Retrieves an author's Google Scholar items. For example:

author_id = '6005015'
scholar = sinta.author_scholar_docs(author_id)

print(scholar[:2])

# Output:
[
    {
        'title': 'Konsep pengolahan citra digital dan ekstraksi fitur',
        'url': 'https://scholar.google.com/scholar?oi=bibs&cluster=11975243569176755366&btnI=1&hl=en',
        'publisher': 'Yogyakarta:  Graha Ilmu; ISBN: 978-979-756-682-1 1 (2010), 280',
        'year': 2010,
        'citations': 0
    },
    {
        'title': 'Supervised Neural Networks dan Aplikasinya',
        'url': 'https://scholar.google.com/scholar?oi=bibs&cluster=4803627219094543302&btnI=1&hl=en',
        'publisher': 'Yogyakarta:  Graha Ilmu; ISBN: 978-979-756-123-9 1 (2006), 176',
        'year': 2006,
        'citations': 0
    }
]
  • author_scopus_docs()

Retrieves an author's Scopus items. For example:

author_id = '6005015'
scopus = sinta.author_scopus_docs(author_id)

print(scopus[:2])

# Output:
[
    {
        'title': 'Controlling chaos and voltage collapse using an ANFIS-based composite controller-static var compensa',
        'url': 'https://www.scopus.com/record/display.uri?eid=2-s2.0-84869223917&origin=resultslist',
        'publisher': 'International Journal of Electrical Power and Energy Systems',
        'date': '2013-03-01',
        'type': 'Journal',
        'quartile': 1,
        'citations': 51
    },
    {
        'title': 'Adaptive modified firefly algorithm for optimal coordination of overcurrent relays',
        'url': 'https://www.scopus.com/record/display.uri?eid=2-s2.0-85026658931&origin=resultslist',
        'publisher': 'IET Generation, Transmission and Distribution',
        'date': '2017-07-13',
        'type': 'Journal',
        'quartile': 1,
        'citations': 38
    }
]
  • author_wos_docs()

Retrieves an author's Web of Science items.
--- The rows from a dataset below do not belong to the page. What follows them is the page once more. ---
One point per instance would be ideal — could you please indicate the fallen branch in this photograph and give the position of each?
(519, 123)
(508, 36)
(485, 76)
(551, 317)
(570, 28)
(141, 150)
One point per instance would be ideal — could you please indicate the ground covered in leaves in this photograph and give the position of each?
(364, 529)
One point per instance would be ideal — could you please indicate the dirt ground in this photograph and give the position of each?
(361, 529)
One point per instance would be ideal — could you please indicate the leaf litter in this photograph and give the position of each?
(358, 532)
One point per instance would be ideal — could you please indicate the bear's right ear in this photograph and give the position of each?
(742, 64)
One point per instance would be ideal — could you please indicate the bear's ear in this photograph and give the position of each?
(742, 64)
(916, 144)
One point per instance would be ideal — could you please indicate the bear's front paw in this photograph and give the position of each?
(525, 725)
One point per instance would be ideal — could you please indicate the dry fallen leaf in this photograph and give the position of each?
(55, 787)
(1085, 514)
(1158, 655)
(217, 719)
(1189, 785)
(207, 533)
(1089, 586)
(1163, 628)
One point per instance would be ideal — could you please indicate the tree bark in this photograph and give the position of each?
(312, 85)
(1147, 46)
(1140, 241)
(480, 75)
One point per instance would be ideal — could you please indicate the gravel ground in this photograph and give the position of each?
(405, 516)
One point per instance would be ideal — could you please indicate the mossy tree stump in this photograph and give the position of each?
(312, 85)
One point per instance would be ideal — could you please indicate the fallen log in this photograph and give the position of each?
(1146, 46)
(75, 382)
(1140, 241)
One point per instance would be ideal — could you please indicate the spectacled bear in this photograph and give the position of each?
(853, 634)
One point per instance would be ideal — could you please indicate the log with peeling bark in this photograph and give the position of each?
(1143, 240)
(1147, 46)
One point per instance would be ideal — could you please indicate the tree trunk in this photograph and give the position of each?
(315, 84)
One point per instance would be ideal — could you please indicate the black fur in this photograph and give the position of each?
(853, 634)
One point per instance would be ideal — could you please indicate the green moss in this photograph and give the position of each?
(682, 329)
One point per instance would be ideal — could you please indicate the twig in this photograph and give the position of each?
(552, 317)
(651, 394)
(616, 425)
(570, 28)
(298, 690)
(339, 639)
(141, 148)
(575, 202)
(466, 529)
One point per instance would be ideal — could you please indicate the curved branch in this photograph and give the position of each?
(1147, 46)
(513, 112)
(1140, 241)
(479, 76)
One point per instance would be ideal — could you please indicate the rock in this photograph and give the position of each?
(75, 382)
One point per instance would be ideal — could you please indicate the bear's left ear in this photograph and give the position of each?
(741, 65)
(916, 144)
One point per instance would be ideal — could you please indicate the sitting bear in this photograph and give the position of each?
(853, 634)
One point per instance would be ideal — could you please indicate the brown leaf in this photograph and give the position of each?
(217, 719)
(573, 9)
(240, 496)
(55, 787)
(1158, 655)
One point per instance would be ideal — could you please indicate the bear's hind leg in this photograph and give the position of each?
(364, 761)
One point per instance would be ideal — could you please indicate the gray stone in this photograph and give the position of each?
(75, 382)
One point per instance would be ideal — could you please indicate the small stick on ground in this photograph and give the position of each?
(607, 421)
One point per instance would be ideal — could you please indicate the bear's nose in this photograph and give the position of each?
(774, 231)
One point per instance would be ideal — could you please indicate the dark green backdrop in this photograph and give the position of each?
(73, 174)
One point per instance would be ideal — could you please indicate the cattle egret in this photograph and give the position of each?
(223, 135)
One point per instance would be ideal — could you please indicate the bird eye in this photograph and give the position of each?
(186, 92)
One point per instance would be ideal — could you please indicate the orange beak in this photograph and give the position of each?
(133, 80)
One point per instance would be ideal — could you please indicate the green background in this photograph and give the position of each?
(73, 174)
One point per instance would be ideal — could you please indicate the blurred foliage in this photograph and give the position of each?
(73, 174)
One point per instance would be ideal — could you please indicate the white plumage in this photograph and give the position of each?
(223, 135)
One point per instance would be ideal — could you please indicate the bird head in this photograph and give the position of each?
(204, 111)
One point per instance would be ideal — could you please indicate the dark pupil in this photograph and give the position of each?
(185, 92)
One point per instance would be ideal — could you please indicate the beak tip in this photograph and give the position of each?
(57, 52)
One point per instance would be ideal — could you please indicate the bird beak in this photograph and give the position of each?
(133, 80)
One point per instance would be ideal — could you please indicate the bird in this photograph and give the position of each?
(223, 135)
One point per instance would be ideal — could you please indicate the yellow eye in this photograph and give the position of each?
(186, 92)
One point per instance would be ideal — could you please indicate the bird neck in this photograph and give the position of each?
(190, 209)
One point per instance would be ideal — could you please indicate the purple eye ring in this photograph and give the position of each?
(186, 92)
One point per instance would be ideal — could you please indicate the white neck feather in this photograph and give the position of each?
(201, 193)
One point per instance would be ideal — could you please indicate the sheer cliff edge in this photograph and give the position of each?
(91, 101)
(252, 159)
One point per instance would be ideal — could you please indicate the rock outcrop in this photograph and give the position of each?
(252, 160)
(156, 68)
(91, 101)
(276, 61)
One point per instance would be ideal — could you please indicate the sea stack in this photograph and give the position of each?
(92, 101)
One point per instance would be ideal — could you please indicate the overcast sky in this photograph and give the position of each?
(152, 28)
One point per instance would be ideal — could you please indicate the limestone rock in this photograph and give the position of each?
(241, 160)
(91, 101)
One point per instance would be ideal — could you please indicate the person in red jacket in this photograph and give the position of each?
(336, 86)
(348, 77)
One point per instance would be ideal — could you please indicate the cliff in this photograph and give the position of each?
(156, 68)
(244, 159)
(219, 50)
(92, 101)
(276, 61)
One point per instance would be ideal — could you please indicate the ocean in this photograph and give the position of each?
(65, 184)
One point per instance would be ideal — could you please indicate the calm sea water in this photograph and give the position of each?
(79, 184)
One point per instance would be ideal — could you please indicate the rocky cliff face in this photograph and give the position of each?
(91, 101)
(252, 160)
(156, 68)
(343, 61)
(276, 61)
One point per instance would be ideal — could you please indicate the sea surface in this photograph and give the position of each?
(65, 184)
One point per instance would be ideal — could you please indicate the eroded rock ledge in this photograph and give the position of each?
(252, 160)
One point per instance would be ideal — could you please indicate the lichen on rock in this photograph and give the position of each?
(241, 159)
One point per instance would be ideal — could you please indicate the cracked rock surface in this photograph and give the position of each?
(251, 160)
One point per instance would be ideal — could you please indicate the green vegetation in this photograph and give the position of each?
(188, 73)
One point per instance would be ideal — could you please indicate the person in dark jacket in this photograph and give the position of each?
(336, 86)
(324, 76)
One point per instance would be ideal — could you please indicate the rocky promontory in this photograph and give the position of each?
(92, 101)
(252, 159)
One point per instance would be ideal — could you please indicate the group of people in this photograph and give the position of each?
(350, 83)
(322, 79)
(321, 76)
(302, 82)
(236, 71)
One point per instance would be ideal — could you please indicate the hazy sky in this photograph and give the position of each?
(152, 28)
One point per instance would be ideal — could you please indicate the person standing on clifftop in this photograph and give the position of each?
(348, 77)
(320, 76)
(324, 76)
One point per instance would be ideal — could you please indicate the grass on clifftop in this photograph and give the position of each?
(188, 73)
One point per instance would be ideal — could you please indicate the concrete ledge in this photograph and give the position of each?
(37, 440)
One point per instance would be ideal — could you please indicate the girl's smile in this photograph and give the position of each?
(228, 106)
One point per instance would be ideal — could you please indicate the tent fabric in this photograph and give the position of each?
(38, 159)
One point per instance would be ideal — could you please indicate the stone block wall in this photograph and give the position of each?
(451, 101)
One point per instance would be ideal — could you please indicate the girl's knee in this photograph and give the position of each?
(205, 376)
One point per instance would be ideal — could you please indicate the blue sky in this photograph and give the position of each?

For example:

author_id = '6005015'
wos = sinta.author_wos_docs(author_id)

print(wos[:2])

# Output:
[
    {
        'title': 'Adaptive B-spline neural network-based vector control for a grid side converter in wind turbine-DFIG systems',
        'publisher': 'IEEJ TRANSACTIONS ON ELECTRICAL AND ELECTRONIC ENGINEERING',
        'issn': '1931-4973',
        'doi': '-',
        'uid': 'WOS: 000362748500009'
    },
    {
        'title': 'ARIMA Modeling of Tropical Rain Attenuation on a Short 28-GHz Terrestrial Link',
        'publisher': 'IEEE ANTENNAS AND WIRELESS PROPAGATION LETTERS',
        'issn': '1536-1225',
        'doi': '10.1109/LAWP.2010.2046130',
        'uid': 'WOS: 000276520900002'
    }
]
  • author_comm_services()

Retrieves an author's community service items. For example:

author_id = '5996278'
comm_svc = sinta.author_comm_services(author_id)

print(comm_svc)

# Output:
[
    {
        'title': 'IbM Pembelajaran Elektronik Untuk SMK',
        'scheme': 'Pengabdian Kepada Masyarakat Kompetitif Nasional ( PKM )',
        'source': 'Simlitabmas',
        'members': [
            'Candra Dewi',
            'Adharul Muttaqin',
            'Achmad Basuki'
        ],
        'application_year': 2015,
        'event_year': 2016,
        'fund': 50000000,
        'field': '',
        'sponsor': 'Ristekdikti'
    }
]
  • author_ipr()

Retrieves an author's intellectual property right (IPR) items. For example:

author_id = '5996278'
ipr = sinta.author_ipr(author_id)

print(ipr)

# Output:
[
    {
        'id': 'EC00202016549',
        'title': 'Panduan Pembelajaran Daring Saat Kondisi Darurat COVID-19',
        'category': 'paten',
        'year': '2020',
        'holder': 'Universitas Brawijaya'
    }
]

Other Output Formats

Other formats can be used by specifying the output_format argument:

author = sinta.author(id, output_format='json')

Avalable output formats:

  • 'dictionary' (default)
  • 'json'
  • 'xml'

JSON output can be pretty-printed by setting pretty_print=True:

author = sinta.author(id, output_format='json', pretty_print=True)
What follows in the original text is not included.